Liam had 75% more magnets than John at first. Liam gave away 200% as many magnets as John. John was left with 25% of the magnets he had at first. What fraction of Liam's magnets did he have in the end?
To solve this problem, let's break it down step by step:
Step 1: Determine the number of magnets John had at first.
Let the number of magnets John had initially be represented by 'x'. John was left with 25% of his initial number of magnets, which can be expressed as 0.25x.
Step 2: Calculate the number of magnets Liam had at first.
Liam had 75% more magnets than John at first.

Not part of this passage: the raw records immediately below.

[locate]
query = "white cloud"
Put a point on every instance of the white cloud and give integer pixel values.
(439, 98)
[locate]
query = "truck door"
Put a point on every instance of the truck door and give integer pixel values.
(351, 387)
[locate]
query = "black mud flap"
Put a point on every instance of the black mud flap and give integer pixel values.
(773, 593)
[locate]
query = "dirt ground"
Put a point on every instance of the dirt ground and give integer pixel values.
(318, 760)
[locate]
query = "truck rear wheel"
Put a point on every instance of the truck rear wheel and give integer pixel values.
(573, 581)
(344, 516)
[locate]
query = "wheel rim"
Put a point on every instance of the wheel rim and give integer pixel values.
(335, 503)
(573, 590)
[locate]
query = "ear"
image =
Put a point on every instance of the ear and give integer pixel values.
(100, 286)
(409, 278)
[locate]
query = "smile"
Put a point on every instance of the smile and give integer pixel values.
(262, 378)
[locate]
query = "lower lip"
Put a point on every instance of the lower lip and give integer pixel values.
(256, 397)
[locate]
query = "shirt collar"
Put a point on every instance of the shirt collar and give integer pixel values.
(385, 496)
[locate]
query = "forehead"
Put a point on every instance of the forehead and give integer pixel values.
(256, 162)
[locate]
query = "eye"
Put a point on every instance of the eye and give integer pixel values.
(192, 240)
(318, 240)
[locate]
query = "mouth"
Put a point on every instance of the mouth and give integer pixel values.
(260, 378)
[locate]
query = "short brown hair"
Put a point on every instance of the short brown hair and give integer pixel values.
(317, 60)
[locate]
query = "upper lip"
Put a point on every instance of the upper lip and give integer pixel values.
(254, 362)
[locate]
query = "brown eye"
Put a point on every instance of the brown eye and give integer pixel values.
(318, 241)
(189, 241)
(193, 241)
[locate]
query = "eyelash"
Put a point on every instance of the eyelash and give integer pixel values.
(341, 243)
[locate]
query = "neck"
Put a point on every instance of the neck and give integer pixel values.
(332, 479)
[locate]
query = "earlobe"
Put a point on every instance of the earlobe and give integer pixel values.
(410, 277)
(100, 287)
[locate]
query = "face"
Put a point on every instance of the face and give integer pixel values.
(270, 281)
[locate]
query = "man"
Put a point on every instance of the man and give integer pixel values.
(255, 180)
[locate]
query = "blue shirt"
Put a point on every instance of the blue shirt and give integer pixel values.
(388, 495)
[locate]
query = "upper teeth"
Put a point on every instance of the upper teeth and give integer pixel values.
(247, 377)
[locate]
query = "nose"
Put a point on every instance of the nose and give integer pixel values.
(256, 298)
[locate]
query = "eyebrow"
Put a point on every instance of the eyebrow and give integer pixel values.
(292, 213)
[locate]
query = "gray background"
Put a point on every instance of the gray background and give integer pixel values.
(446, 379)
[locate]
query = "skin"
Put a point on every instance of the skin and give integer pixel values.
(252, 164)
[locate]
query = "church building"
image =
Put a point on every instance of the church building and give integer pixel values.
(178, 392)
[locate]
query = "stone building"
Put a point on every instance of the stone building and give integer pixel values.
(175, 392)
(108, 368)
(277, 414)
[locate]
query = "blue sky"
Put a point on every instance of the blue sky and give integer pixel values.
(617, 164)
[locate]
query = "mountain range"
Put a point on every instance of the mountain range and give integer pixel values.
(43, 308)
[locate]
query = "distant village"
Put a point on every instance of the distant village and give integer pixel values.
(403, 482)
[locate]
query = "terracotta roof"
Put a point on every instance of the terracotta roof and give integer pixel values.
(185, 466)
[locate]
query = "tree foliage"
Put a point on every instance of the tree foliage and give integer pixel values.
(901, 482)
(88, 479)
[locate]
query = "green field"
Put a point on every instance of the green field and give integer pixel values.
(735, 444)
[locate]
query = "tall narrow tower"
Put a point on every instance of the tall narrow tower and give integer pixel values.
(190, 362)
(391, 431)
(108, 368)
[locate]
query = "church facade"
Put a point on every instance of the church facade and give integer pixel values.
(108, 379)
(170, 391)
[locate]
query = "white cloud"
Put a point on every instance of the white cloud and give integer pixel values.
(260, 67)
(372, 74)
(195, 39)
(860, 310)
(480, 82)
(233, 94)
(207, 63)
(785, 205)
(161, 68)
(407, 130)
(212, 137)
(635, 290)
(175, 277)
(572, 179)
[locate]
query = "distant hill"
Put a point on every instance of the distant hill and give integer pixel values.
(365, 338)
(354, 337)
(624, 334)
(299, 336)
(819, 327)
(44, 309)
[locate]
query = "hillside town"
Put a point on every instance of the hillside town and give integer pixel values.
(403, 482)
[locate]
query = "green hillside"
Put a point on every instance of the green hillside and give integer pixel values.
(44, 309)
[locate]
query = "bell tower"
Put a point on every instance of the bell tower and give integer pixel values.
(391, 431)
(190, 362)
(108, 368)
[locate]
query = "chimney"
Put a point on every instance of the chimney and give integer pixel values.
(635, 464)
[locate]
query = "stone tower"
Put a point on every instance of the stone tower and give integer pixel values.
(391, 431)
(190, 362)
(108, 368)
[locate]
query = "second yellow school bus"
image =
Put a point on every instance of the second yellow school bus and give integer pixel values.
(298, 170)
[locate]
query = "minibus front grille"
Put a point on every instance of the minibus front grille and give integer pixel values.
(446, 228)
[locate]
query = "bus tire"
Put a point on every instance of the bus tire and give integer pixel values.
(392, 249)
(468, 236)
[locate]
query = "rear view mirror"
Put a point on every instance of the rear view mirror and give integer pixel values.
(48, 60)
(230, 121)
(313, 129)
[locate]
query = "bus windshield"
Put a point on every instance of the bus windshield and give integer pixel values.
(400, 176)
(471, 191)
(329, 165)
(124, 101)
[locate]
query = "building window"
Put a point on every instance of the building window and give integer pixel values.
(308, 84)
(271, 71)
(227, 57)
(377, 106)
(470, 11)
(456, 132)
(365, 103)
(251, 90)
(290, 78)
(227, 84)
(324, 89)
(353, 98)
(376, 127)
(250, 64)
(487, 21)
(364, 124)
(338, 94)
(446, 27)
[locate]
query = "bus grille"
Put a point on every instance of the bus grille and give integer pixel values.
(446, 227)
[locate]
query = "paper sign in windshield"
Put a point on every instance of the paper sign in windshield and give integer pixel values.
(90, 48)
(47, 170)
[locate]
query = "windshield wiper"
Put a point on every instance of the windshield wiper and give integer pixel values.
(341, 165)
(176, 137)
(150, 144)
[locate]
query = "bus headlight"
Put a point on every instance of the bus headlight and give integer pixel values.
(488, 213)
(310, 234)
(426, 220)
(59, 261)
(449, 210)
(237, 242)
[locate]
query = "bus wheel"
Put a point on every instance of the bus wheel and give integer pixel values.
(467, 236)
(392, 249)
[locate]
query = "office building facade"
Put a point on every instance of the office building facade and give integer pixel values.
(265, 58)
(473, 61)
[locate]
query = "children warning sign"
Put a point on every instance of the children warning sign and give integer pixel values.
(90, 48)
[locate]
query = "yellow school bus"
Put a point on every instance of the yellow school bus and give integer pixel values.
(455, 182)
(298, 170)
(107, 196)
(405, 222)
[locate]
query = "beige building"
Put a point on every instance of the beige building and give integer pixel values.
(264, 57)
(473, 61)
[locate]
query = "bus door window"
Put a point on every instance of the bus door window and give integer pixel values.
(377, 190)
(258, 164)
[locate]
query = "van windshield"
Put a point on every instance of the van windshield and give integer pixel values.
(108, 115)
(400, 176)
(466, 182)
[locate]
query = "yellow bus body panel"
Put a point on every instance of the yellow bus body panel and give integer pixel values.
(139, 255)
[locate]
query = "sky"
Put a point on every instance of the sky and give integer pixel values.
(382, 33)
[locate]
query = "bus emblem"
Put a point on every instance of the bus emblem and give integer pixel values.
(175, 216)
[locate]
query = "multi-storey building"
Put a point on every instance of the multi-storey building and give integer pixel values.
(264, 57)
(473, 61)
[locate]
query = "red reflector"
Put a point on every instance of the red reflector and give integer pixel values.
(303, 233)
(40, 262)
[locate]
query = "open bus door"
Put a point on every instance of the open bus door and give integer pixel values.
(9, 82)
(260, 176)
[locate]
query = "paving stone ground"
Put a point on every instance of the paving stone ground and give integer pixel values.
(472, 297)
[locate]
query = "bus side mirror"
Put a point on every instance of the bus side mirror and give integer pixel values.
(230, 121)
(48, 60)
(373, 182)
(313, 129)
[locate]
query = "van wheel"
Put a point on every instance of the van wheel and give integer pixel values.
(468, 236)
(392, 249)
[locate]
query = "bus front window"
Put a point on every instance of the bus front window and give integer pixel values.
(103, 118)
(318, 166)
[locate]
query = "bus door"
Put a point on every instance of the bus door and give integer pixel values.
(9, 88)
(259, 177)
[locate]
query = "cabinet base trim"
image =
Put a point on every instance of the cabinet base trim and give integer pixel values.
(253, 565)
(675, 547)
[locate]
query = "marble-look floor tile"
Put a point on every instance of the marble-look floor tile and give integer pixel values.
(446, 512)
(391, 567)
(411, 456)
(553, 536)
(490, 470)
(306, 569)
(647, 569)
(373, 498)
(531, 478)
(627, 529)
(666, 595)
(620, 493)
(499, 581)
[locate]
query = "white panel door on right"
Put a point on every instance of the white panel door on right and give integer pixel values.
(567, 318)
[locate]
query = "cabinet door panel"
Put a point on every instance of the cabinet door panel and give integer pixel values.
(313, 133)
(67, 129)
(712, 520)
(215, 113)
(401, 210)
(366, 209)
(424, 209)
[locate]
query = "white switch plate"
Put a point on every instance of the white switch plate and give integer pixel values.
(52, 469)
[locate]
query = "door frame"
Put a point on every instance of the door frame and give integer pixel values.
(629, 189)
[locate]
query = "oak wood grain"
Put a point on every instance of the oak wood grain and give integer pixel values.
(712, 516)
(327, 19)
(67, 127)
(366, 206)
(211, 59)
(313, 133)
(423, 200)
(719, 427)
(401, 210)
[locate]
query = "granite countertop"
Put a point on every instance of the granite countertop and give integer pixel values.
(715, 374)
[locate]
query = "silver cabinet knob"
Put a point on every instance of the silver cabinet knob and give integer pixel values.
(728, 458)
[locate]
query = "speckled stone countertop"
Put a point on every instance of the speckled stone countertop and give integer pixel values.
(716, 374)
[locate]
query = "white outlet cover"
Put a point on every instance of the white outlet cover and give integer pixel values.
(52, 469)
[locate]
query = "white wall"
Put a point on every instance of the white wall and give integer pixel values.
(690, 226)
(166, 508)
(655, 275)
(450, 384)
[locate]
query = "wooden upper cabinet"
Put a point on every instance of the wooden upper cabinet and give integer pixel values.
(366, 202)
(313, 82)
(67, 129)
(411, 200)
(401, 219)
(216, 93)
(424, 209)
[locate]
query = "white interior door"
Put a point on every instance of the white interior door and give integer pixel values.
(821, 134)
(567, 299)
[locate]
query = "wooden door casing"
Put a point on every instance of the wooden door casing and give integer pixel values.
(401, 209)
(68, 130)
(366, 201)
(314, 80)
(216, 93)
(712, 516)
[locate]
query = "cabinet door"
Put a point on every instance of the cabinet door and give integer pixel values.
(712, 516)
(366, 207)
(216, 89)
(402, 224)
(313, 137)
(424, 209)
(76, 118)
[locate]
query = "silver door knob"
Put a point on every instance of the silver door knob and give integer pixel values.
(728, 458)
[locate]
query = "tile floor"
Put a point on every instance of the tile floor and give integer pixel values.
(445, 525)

This means Liam had 1.75 times the number of magnets John had initially. Therefore, Liam had 1.75x magnets.
Step 3: Determine the number of magnets Liam gave away.
Liam gave away 200% as many magnets as John. This means Liam gave away 2 times the number of magnets John gave away. If John gave away 0.25x magnets, then Liam gave away 2 * 0.25x = 0.5x magnets.
Step 4: Calculate the number of magnets Liam had in the end.
To find the number of magnets Liam had in the end, we subtract the number of magnets he gave away from the number he had initially. Therefore, Liam had 1.75x - 0.5x = 1.25x magnets.
Step 5: Determine the fraction of Liam's magnets in the end.
To find the fraction of Liam's magnets in the end, divide the number of magnets Liam had in the end by the number of magnets he had initially:
Fraction = (1.25x / 1.75x) = 5/7.
Therefore, Liam had 5/7 or approximately 0.714 of his initial magnets remaining in the end.